Apple has applied a starting price of $10,000 for a consumer electronics device that is bound to be obsolete within a year or two. The most expensive Apple Watch will sell for a cool $17,000. This is, in my view, absolutely crazy.
However, as fellow Fool Evan Niu pointed out in this excellent article, Apple is now "very much in the world of luxury fashion," and there are luxury watches priced at multiples of what the company is asking for the Apple Watch Edition.
That being said, if the Apple Watch Edition sells well, proving me wrong, then I will (while adhering to The Motley Fool's trading restrictions) take a meaningful position in Apple stock. Here's why.
If the Apple Watch Edition sells, then Apple's brand power is truly enormous
Apple is known to have a powerful brand. Its iPhones, iPads, and Macs are arguably the standard by which today's smartphones, tablets, and computers are measured. Part of this derives from the well-designed products themselves, but another big part is simply that the Apple brand is very strong in these markets.
If Apple can convince a significant number of consumers to buy a smartwatch made with a gold chassis and carrying a $10,000 starting price, then its brand power is truly the stuff of legends. And, as would be expected from the smart businesspeople at Apple, the company would likely further capitalize on that brand power.
Take the Apple Watch as an example.

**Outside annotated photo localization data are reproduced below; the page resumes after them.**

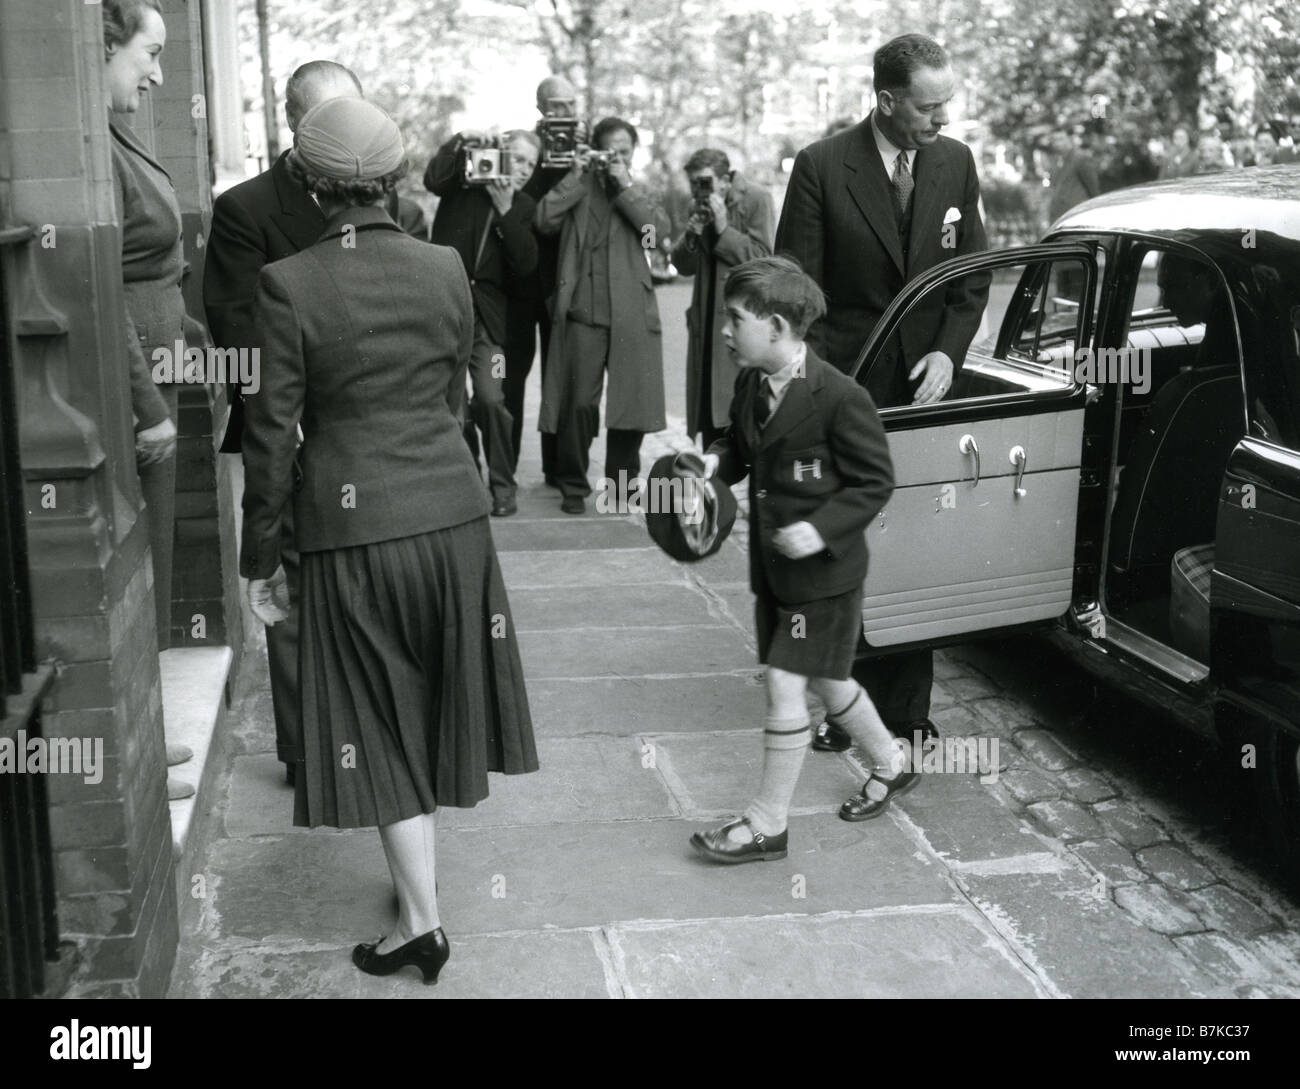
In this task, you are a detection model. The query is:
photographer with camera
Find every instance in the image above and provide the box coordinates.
[673,148,774,450]
[535,117,670,515]
[425,128,540,516]
[501,76,586,485]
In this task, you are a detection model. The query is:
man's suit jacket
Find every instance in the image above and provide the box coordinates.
[707,350,894,605]
[425,137,538,346]
[239,204,488,581]
[204,151,326,452]
[774,115,988,405]
[1049,149,1100,221]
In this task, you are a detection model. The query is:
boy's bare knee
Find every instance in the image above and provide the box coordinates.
[809,676,858,715]
[766,666,809,717]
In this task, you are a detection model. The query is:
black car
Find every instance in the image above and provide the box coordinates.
[850,166,1300,882]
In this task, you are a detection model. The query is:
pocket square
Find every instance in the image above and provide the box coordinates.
[943,206,962,224]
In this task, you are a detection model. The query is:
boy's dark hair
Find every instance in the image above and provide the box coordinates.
[592,116,639,150]
[724,256,826,337]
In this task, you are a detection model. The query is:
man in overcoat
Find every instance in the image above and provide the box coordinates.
[673,148,774,450]
[535,117,671,514]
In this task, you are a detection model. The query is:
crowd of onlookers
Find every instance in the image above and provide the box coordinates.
[1156,119,1298,178]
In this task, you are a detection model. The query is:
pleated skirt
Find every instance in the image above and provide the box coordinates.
[293,517,538,828]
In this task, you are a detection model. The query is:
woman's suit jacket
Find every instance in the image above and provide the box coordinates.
[240,203,488,581]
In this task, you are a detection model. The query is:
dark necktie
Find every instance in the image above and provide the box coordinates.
[755,377,774,428]
[892,152,914,226]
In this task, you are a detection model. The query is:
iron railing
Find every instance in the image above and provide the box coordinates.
[0,223,60,998]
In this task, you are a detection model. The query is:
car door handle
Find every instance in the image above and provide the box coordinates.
[959,433,980,487]
[1009,444,1027,498]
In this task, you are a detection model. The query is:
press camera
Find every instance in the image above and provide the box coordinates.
[539,112,584,169]
[460,138,506,186]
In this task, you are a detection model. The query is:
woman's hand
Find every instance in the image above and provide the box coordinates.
[135,417,177,467]
[248,565,291,626]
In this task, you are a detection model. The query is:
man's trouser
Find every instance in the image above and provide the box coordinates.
[265,503,302,767]
[467,317,516,502]
[553,319,642,501]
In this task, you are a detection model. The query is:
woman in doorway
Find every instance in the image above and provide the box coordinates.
[104,0,181,649]
[240,97,538,985]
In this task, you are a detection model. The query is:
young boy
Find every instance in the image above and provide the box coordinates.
[691,255,912,863]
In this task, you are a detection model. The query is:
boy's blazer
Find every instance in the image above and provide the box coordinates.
[240,204,488,581]
[708,350,894,604]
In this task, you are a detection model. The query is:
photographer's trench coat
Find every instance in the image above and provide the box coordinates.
[535,170,670,434]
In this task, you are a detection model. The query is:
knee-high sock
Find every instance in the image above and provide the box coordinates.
[742,713,811,837]
[827,686,905,779]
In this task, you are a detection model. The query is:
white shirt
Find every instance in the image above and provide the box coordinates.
[871,111,916,180]
[761,342,807,422]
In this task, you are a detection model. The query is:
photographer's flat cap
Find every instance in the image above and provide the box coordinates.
[295,97,404,180]
[644,452,737,563]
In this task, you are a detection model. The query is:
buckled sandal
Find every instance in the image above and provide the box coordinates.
[839,767,920,822]
[690,815,788,864]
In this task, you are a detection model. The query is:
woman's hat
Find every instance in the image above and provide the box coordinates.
[644,451,737,563]
[295,97,404,180]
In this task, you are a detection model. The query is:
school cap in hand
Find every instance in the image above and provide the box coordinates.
[644,451,737,563]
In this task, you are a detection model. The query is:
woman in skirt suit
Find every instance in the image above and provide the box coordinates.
[239,97,538,985]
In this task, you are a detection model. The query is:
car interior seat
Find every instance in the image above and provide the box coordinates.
[1107,365,1243,612]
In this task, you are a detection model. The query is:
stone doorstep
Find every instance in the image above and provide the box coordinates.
[159,646,233,895]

Unlike traditional watches, which have done the same thing for ages (tell the time), Apple will cram more functionality and features into successive Apple Watch models. This means the $10,000-and-up Apple Watch Edition models will become obsolete within a few years.
Can you imagine a relatively sizable base of customers buying such an expensive device every two to three years? Actually, the kinds of folks who have the cash to drop $10,000 or more on a wrist-worn piece of technology might want to buy the latest each year.
The potential here, if the market for Apple Watch Edition proves sizable, is enormous.
Please define "sells well"
Allow me to clearly define what I mean by "sells well." If, during the July conference call -- by which point the Apple Watch will have been on sale for a full quarter -- management reveals that the company faces supply constraints with the Apple Watch Edition, I will take that to mean the device is a success.
Yes, Apple did say at its event Monday that the Apple Watch Edition would be available in "limited quantities," so in theory my condition might be satisfied if the company just didn't make many of them. However, I'm going to give Apple the benefit of the doubt and assume it is making a reasonable quantity.